This is an example model for weight based dosing of daptomycin. Daptomycin is a cyclic lipopeptide antibiotic from fermented Streptomyces roseosporus.
There are 3 stages for weight-based dosing simulations: - Create RxODE model - Simulate Covariates - Create event table with weight-based dosing (merged back to covariates)
#> RxODE 1.1.1 using 1 threads (see ?getRxThreads)
#> no cache: create with `rxCreateCache()`
## Note the time covariate is not included in the simulation
m1 <- RxODE({
CL ~ (1-0.2*SEX)*(0.807+0.00514*(CRCL-91.2))*exp(eta.cl)
V1 ~ 4.8*exp(eta.v1)
Q ~ (3.46+0.0593*(WT-75.1))*exp(eta.q);
V2 ~ 1.93*(3.13+0.0458*(WT-75.1))*exp(eta.v2)
A1 ~ centr;
A2 ~ peri;
d/dt(centr) ~ - A1*(CL/V1 + Q/V1) + A2*Q/V2;
d/dt(peri) ~ A1*Q/V1 - A2*Q/V2;
DV = centr / V1 * (1 + prop.err)
})
This simulation correlates age, sex, and weight. Since we will be using weight based dosing, this needs to be simulated first
#>
#> Attaching package: 'dplyr'
#> The following objects are masked from 'package:stats':
#>
#> filter, lag
#> The following objects are masked from 'package:base':
#>
#> intersect, setdiff, setequal, union
nsub=30
# Simulate Weight based on age and gender
AGE<-round(runif(nsub,min=18,max=70))
SEX<-round(runif(nsub,min=0,max=1))
HTm<-round(rnorm(nsub,176.3,0.17*sqrt(4482)),digits=1)

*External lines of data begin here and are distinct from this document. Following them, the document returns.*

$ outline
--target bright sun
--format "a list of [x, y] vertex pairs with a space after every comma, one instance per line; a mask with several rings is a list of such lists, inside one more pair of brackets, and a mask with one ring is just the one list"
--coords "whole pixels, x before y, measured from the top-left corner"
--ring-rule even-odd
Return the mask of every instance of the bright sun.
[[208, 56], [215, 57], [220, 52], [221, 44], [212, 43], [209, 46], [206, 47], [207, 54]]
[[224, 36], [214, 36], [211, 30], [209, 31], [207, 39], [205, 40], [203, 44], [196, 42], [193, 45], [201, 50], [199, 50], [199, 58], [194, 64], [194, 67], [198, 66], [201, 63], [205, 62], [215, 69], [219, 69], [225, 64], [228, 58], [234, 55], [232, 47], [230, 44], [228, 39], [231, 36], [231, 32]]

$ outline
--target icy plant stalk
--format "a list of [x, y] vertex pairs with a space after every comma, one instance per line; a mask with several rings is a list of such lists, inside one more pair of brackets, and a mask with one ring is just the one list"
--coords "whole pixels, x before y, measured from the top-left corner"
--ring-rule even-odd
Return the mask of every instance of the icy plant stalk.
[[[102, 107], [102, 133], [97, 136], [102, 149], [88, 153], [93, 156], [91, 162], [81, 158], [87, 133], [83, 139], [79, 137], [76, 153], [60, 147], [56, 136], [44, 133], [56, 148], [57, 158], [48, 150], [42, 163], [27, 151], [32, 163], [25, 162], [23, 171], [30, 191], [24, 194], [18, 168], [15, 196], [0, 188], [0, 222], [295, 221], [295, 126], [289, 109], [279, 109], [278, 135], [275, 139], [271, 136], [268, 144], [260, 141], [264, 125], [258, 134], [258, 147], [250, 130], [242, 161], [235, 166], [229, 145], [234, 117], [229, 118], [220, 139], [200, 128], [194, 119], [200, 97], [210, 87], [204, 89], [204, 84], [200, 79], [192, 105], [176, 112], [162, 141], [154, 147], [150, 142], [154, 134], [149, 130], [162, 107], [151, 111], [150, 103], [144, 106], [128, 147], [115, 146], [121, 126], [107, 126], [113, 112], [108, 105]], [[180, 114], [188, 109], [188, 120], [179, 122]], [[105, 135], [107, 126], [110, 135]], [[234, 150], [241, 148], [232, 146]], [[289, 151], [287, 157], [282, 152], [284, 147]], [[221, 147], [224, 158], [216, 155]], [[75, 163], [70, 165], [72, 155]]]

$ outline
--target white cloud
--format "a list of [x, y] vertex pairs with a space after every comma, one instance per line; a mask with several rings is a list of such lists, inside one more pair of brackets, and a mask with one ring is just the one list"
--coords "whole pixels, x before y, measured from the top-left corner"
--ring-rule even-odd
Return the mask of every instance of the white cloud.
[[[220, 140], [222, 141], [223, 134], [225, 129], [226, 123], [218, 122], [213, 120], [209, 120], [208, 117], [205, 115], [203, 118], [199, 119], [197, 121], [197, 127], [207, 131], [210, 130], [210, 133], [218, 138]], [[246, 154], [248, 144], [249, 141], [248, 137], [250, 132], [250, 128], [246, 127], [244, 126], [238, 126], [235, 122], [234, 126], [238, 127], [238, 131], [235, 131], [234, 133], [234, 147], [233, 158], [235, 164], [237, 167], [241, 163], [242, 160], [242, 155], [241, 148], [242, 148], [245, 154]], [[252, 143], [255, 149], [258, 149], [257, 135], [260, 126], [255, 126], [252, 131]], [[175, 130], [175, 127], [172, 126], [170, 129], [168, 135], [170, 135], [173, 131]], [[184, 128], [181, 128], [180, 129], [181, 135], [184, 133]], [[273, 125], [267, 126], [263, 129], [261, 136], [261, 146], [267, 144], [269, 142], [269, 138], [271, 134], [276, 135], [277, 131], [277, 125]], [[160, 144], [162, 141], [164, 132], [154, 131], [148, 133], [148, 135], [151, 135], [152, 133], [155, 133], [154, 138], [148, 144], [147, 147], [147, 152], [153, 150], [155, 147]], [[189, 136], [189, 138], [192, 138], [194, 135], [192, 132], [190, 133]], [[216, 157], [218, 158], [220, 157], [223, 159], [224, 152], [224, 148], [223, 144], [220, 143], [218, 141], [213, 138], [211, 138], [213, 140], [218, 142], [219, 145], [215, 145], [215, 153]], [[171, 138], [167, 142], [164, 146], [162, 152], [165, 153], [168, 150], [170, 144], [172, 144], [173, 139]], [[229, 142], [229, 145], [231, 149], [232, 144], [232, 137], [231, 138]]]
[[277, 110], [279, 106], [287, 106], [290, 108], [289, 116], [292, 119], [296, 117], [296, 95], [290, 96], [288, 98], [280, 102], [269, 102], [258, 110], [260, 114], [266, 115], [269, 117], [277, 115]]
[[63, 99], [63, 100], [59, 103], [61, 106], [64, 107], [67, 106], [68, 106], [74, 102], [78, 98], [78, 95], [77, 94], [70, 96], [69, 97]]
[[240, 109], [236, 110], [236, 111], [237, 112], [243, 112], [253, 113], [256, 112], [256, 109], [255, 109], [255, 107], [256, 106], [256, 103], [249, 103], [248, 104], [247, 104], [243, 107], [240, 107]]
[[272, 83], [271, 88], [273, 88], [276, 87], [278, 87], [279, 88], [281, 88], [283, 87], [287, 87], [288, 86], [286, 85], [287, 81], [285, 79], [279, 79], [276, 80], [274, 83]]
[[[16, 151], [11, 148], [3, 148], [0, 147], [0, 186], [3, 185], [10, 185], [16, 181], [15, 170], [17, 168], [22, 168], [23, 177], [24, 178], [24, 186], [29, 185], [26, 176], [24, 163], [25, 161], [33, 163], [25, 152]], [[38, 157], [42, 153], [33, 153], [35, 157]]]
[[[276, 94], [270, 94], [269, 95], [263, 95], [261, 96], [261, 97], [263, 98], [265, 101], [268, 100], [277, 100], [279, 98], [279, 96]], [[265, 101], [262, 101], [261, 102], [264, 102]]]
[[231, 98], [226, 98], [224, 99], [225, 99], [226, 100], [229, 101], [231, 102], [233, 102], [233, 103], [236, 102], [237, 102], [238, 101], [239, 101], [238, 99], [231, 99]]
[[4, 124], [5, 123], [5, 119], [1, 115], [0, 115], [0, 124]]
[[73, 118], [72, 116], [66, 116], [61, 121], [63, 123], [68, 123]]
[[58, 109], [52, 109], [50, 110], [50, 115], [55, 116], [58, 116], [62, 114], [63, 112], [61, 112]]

HTf<-round(rnorm(nsub,162.2,0.16*sqrt(4857)),digits=1)
WTm<-round(exp(3.28+1.92*log(HTm/100))*exp(rnorm(nsub,0,0.14)),digits=1)
WTf<-round(exp(3.49+1.45*log(HTf/100))*exp(rnorm(nsub,0,0.17)),digits=1)
WT<-ifelse(SEX==1,WTf,WTm)
CRCL<-round(runif(nsub,30,140))
## id is in lower case to match the event table
cov.df <- tibble(id=seq_along(AGE), AGE=AGE, SEX=SEX, WT=WT, CRCL=CRCL)
print(cov.df)
#> # A tibble: 30 x 5
#> id AGE SEX WT CRCL
#> <int> <dbl> <dbl> <dbl> <dbl>
#> 1 1 66 1 49.4 83
#> 2 2 67 1 52.5 79
#> 3 3 33 0 97.9 37
#> 4 4 61 1 63.8 66
#> 5 5 51 0 71.8 127
#> 6 6 45 1 69.6 132
#> 7 7 56 0 61 73
#> 8 8 25 0 57.7 47
#> 9 9 52 1 58.7 65
#> 10 10 55 1 73.1 64
#> # ... with 20 more rows
s<-c(0,0.25,0.5,0.75,1,1.5,seq(2,24,by=1))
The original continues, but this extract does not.